2022-03-03 06:13:35

by NeilBrown

[permalink] [raw]
Subject: NFS access problems when group membership changes on server


Since
Commit 57b691819ee2 ("NFS: Cache access checks more aggressively")
we do not recheck "ACCESS" tests unless the inode changes (or falls out
of cache). I recently discovered that this can be problematic.

The ACCESS test checks if a given user has access to a given file.
That is most likely to change if the file changes, but it can change if
the users capabilities change - e.g. their group memberships change.
With AUTH_SYS the group membership as seen on the client is used (though
with the Linux NFS server, adding the -g option to mountd can change
this).
With AUTH_GSS, the mapping from user to groups must happen on the
server. IF this mapping changes it might be invisible to the client
for an arbitrary long time.

I don't think this affects files with NFSv4 as there will be a OPEN
request to the server, but it does affect directories.

If a user does "ls -l some-directory", this fails, and they go ask the
server admin "please add me to the group to access the directory", then
they go back and try again, it may well still not work.

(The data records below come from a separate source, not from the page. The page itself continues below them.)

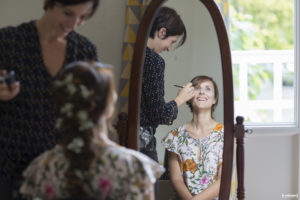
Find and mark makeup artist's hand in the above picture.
[0,70,20,101]
[174,83,195,107]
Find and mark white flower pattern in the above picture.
[162,123,224,199]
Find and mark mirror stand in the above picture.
[234,116,245,200]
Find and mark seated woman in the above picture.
[20,62,163,199]
[162,76,224,200]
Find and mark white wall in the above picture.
[245,132,299,200]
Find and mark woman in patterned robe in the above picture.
[21,62,163,200]
[162,76,224,200]
[0,0,99,199]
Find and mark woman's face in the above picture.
[47,2,93,36]
[192,80,216,110]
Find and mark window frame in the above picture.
[232,0,300,134]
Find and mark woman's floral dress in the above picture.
[162,123,224,199]
[20,144,164,200]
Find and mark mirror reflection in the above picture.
[140,0,224,199]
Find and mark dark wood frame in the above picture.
[125,0,234,200]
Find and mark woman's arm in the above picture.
[168,151,192,200]
[191,165,222,200]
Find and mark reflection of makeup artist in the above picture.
[0,0,99,199]
[139,7,194,161]
[162,76,224,200]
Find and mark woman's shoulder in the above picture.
[162,124,187,142]
[105,144,164,173]
[24,145,65,177]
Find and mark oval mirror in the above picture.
[127,0,234,199]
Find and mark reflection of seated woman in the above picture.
[162,76,224,199]
[20,62,162,199]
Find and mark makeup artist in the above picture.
[139,7,194,162]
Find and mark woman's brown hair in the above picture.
[52,62,115,196]
[149,7,186,46]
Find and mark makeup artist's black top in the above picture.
[140,47,178,134]
[0,21,97,183]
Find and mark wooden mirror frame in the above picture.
[125,0,234,200]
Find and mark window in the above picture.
[230,0,300,127]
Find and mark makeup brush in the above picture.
[174,85,183,88]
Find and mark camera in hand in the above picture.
[2,71,16,90]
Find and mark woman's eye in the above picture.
[65,11,72,17]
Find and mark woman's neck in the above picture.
[187,111,217,138]
[36,14,66,43]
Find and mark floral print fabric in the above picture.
[162,123,224,198]
[20,144,164,200]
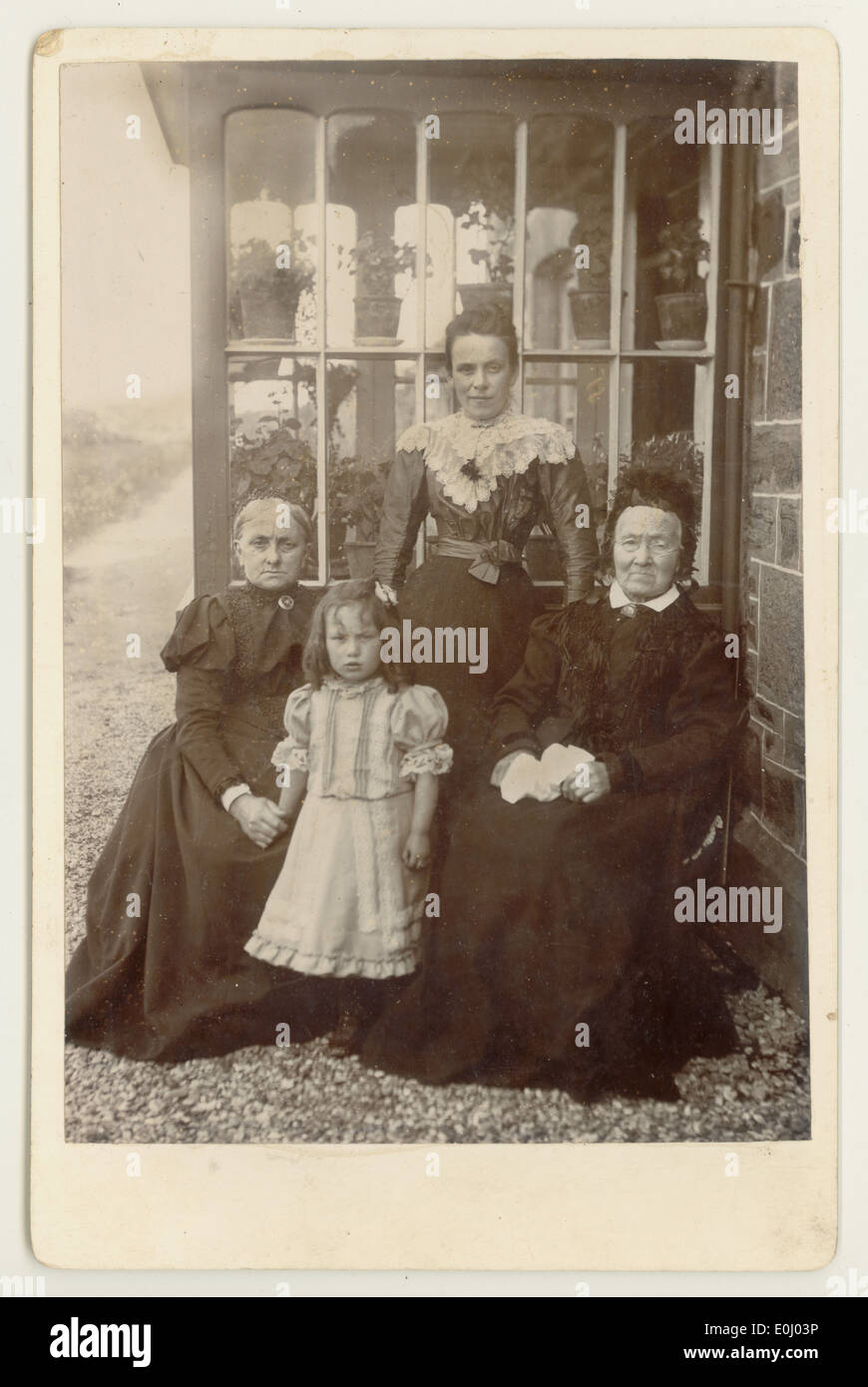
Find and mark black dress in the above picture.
[374,408,598,797]
[362,595,743,1100]
[67,586,326,1060]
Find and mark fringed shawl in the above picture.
[556,598,712,750]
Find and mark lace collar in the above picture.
[323,675,385,697]
[398,403,576,515]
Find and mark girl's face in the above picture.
[326,605,380,684]
[234,501,306,593]
[452,333,516,422]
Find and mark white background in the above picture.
[0,0,868,1298]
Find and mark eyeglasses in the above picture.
[615,540,680,554]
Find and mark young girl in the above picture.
[245,580,452,1050]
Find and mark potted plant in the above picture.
[328,458,388,579]
[524,433,609,583]
[338,231,416,347]
[655,217,711,351]
[232,231,313,342]
[619,429,705,497]
[458,202,516,313]
[569,197,612,348]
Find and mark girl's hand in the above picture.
[401,832,431,871]
[560,761,612,804]
[228,794,288,847]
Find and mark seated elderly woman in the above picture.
[67,494,325,1060]
[362,467,743,1102]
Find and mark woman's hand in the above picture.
[228,794,288,847]
[401,831,431,871]
[488,751,530,789]
[560,761,612,804]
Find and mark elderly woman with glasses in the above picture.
[363,467,743,1102]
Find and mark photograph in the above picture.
[58,43,822,1146]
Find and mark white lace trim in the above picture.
[398,406,576,515]
[398,742,452,776]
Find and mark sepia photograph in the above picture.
[60,46,811,1145]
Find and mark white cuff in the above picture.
[220,785,252,813]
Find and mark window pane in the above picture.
[326,111,419,347]
[326,356,416,579]
[226,111,316,347]
[623,117,708,351]
[426,114,516,347]
[228,356,317,580]
[524,115,615,351]
[424,355,456,423]
[524,360,609,529]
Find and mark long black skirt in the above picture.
[362,786,736,1102]
[67,722,333,1061]
[399,555,540,799]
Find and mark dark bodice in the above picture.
[491,594,744,789]
[161,587,314,797]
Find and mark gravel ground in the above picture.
[65,479,810,1145]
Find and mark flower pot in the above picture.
[344,540,377,579]
[458,284,513,313]
[355,294,401,344]
[654,288,708,348]
[238,281,301,342]
[524,534,563,583]
[570,288,609,347]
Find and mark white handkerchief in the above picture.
[501,742,594,804]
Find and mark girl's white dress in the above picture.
[244,676,452,978]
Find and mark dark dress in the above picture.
[374,410,598,796]
[363,595,743,1102]
[67,586,326,1060]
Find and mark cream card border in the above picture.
[31,28,839,1270]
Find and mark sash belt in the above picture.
[437,540,522,583]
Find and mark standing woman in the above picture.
[67,495,321,1060]
[374,306,598,788]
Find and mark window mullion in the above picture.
[314,117,328,584]
[416,117,428,563]
[513,121,527,410]
[693,145,720,586]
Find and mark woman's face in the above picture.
[613,506,680,602]
[452,333,516,420]
[232,501,308,593]
[326,604,380,684]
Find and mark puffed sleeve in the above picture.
[374,440,428,588]
[540,448,598,604]
[160,597,235,675]
[161,597,245,799]
[271,684,313,771]
[391,684,452,778]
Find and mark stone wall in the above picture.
[728,65,807,1011]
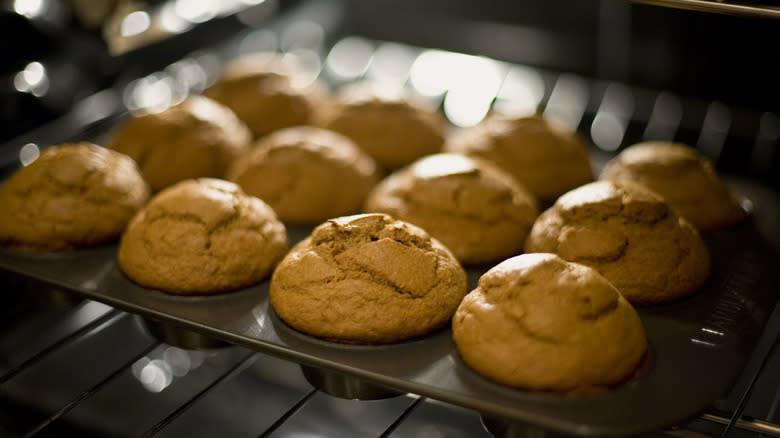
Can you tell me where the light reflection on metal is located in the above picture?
[13,0,48,18]
[130,346,206,393]
[409,50,506,127]
[642,91,683,141]
[691,338,718,347]
[14,61,49,97]
[750,113,780,174]
[284,49,322,88]
[696,102,731,162]
[175,0,216,23]
[701,327,725,336]
[493,66,545,116]
[590,83,634,151]
[544,73,588,130]
[409,50,452,97]
[119,11,152,38]
[444,55,506,127]
[19,143,41,166]
[325,37,374,81]
[366,43,417,83]
[159,2,193,34]
[279,20,325,52]
[124,72,180,113]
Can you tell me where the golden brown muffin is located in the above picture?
[364,154,538,265]
[228,126,379,224]
[525,181,710,304]
[270,214,466,344]
[119,178,288,295]
[109,96,252,192]
[0,142,149,252]
[320,84,444,169]
[204,52,326,137]
[599,142,745,231]
[445,114,593,201]
[452,254,647,393]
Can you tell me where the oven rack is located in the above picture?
[632,0,780,19]
[0,296,780,438]
[0,25,780,436]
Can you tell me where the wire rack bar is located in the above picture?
[379,397,426,438]
[143,352,258,438]
[23,341,161,438]
[0,309,127,385]
[258,388,318,438]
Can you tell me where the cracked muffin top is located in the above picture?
[109,96,252,192]
[118,178,288,295]
[444,114,593,201]
[0,142,149,252]
[452,254,647,394]
[319,83,445,169]
[525,181,710,304]
[228,126,379,224]
[364,154,538,265]
[204,52,328,138]
[599,142,745,231]
[270,214,467,344]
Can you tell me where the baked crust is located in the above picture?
[109,96,251,192]
[118,178,288,295]
[445,114,593,201]
[0,142,149,252]
[228,126,379,224]
[452,254,647,393]
[270,214,467,344]
[364,154,538,265]
[599,142,745,231]
[525,181,710,304]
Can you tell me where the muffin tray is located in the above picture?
[0,184,779,436]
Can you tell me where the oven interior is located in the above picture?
[0,0,780,437]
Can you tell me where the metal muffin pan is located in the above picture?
[0,179,778,436]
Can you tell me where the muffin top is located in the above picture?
[445,114,593,201]
[109,96,251,192]
[228,126,379,224]
[320,84,444,169]
[599,142,745,231]
[270,214,466,344]
[452,254,647,393]
[204,52,328,137]
[119,178,288,295]
[0,142,149,252]
[525,181,710,304]
[364,154,538,265]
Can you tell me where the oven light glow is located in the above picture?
[176,0,219,23]
[19,143,41,166]
[14,61,49,97]
[119,11,152,37]
[325,37,374,80]
[14,0,46,18]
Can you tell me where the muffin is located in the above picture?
[364,154,538,265]
[0,142,149,252]
[320,84,444,169]
[270,214,467,344]
[118,178,288,295]
[109,96,252,192]
[445,114,593,201]
[599,142,745,231]
[452,254,647,393]
[204,52,327,137]
[525,181,710,304]
[228,126,379,224]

With a local filesystem, logging off and back on again might be
required to refresh the groups list, but even this isn't sufficient for
NFS.

What to do?

We could simply revert that patch and refresh the access cache similar
to refreshing of other attributes. We could possibly do it with a
longer timeout or only with a mount option, but I don't really like
those options.

Maybe we could add a 'struct pid *' to the access entry which references
the PIDTYPE_SID of the calling process. This would be different for
different login sessions, but common throughout one login.
If we did this, then logging out and back in again would resolve the
access problem, which matches that is needed for local access.
I'm not sure if I like this idea or not, but I thought it worth
mentioning.

Any other ideas?

Thanks,
NeilBrown


2022-03-03 19:40:25

by Trond Myklebust

[permalink] [raw]
Subject: Re: NFS access problems when group membership changes on server

On Thu, 2022-03-03 at 16:29 +1100, NeilBrown wrote:
>
> Since
>  Commit 57b691819ee2 ("NFS: Cache access checks more aggressively")
> we do not recheck "ACCESS" tests unless the inode changes (or falls
> out
> of cache).  I recently discovered that this can be problematic.
>
> The ACCESS test checks if a given user has access to a given file.
> That is most likely to change if the file changes, but it can change
> if
> the users capabilities change  - e.g. their group memberships change.
> With AUTH_SYS the group membership as seen on the client is used
> (though
> with the Linux NFS server, adding the -g option to mountd can change
> this).
> With AUTH_GSS, the mapping from user to groups must happen on the
> server.  IF this mapping changes it might be invisible to the client
> for an arbitrary long time.
>
> I don't think this affects files with NFSv4 as there will be a OPEN
> request to the server, but it does affect directories.
>
> If a user does "ls -l some-directory", this fails, and they go ask
> the
> server admin "please add me to the group to access the directory",
> then
> they go back and try again, it may well still not work.
>
> With a local filesystem, logging off and back on again might be
> required to refresh the groups list, but even this isn't sufficient
> for
> NFS.
>
> What to do?
>
> We could simply revert that patch and refresh the access cache
> similar
> to refreshing of other attributes.  We could possibly do it with a
> longer timeout or only with a mount option, but I don't really like
> those options.
>
> Maybe we could add a 'struct pid *' to the access entry which
> references
> the PIDTYPE_SID of the calling process.  This would be different for
> different login sessions, but common throughout one login.
> If we did this, then logging out and back in again would resolve the
> access problem, which matches that is needed for local access.
> I'm not sure if I like this idea or not, but I thought it worth
> mentioning.
>

Actually, most of the newer common identity mapping schemes, including
Active Directory and FreeIPA will store the group membership in a PAC,
which is attached to the ticket on the client. So the mapping still
happens on the server, but it uses information from the GSS session
instead of doing another round trip to the identity server.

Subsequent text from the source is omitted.